Steve Double, of the FA, sought to deflect blame and downplay the seriousness of the incidents, but he did concede it was "very disappointing".
The violence moved some to suggest it may be better, with England's World Cup 2006 bid to be decided next autumn, if the national team are not playing in the low countries next summer. Double said: "That is not the view of the FA. We believe through our long expertise in policing we have the right solutions [for next summer]."

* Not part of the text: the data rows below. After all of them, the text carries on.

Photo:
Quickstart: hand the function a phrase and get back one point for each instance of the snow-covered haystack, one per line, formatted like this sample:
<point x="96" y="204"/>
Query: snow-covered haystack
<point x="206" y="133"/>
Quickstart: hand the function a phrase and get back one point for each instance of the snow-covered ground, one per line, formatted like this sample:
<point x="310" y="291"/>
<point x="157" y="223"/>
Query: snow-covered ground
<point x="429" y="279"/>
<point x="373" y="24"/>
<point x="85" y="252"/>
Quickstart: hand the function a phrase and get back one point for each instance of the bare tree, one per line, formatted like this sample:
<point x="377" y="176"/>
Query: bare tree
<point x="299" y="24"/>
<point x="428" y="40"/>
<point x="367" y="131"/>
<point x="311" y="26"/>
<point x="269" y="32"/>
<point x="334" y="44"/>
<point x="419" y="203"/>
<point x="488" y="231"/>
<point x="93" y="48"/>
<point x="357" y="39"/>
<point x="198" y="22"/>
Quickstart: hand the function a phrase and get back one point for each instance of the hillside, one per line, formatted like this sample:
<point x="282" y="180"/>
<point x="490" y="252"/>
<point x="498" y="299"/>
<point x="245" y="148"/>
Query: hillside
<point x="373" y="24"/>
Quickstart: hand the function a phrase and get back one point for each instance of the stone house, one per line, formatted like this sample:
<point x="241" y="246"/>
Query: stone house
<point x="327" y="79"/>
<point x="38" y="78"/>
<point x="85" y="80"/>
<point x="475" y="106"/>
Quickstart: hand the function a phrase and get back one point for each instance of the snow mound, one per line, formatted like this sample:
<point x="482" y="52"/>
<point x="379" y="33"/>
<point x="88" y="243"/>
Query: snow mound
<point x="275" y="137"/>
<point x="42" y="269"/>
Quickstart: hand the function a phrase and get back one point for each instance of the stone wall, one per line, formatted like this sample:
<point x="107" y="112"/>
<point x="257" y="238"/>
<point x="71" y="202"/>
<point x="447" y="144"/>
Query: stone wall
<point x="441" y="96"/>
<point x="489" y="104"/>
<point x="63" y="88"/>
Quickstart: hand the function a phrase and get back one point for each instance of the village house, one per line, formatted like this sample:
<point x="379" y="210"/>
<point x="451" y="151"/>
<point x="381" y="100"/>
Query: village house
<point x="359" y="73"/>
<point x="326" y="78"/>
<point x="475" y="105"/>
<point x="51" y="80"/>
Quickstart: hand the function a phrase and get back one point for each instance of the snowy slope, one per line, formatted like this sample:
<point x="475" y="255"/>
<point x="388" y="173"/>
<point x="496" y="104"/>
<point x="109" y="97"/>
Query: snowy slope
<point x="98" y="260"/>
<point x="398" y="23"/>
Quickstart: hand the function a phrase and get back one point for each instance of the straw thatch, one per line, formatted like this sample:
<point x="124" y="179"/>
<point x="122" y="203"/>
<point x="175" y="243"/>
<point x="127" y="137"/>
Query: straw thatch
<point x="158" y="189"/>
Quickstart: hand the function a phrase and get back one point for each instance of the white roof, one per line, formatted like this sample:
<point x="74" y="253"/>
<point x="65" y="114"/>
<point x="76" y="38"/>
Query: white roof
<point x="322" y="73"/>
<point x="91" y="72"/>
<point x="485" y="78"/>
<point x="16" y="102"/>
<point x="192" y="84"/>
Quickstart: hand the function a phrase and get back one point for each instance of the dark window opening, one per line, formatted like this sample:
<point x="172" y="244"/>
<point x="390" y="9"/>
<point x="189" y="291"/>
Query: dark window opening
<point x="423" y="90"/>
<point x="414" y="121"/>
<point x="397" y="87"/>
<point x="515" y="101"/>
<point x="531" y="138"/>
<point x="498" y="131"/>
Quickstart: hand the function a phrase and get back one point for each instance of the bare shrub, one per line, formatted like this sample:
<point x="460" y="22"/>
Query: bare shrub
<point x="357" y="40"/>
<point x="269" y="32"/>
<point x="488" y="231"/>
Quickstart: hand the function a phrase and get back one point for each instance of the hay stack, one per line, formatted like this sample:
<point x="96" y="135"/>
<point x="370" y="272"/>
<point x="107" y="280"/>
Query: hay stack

Of more immediate concern, for the bid, was the presence in Warsaw of Sepp Blatter, the president of Fifa, and his No 2, Michel Platini. "We think he [Blatter] will recognise, more than anybody, that we have the situation under control at home," Double said. "Abroad we are dealing with the unfortunate situation where England fans find themselves the target of hooliganism rather than its perpetrators."
Blatter, who personally backs South Africa for 2006, gave credence to this view when he said: "This will definitely make no difference to England's bid to host the 2006 World Cup. These scenes sadden and hurt me but the problem was the stadium. Just look at it. It is like a prison, it is no place for a football match. There is a direct correlation between fences and fan misbehaviour. If you treat people like animals they will behave like them."
Blatter has long campaigned for the removal of fences ,having been impressed by the atmosphere without them at Euro 96, but this view is naive. Taking down fences does not, in isolation, reduce fan violence. Doing so in conjunction with a package of measures, including close-circuit television surveillance and high-quality police intelligence leading to the probability of arrest and conviction, is required.
This does not happen abroad. FA officials made great public play of the small number of arrests but privately wished there had been more. Without convictions it is difficult either to impose exclusion orders through the courts, which prevent known troublemakers from travelling, or expel individuals from the England Travel Club.
Keegan must wait to see if Poland can take the point in Sweden on 9 October which they need to knock out England. "The Swedes could experiment, but their players are very professional, I trust then to try and win it," he said.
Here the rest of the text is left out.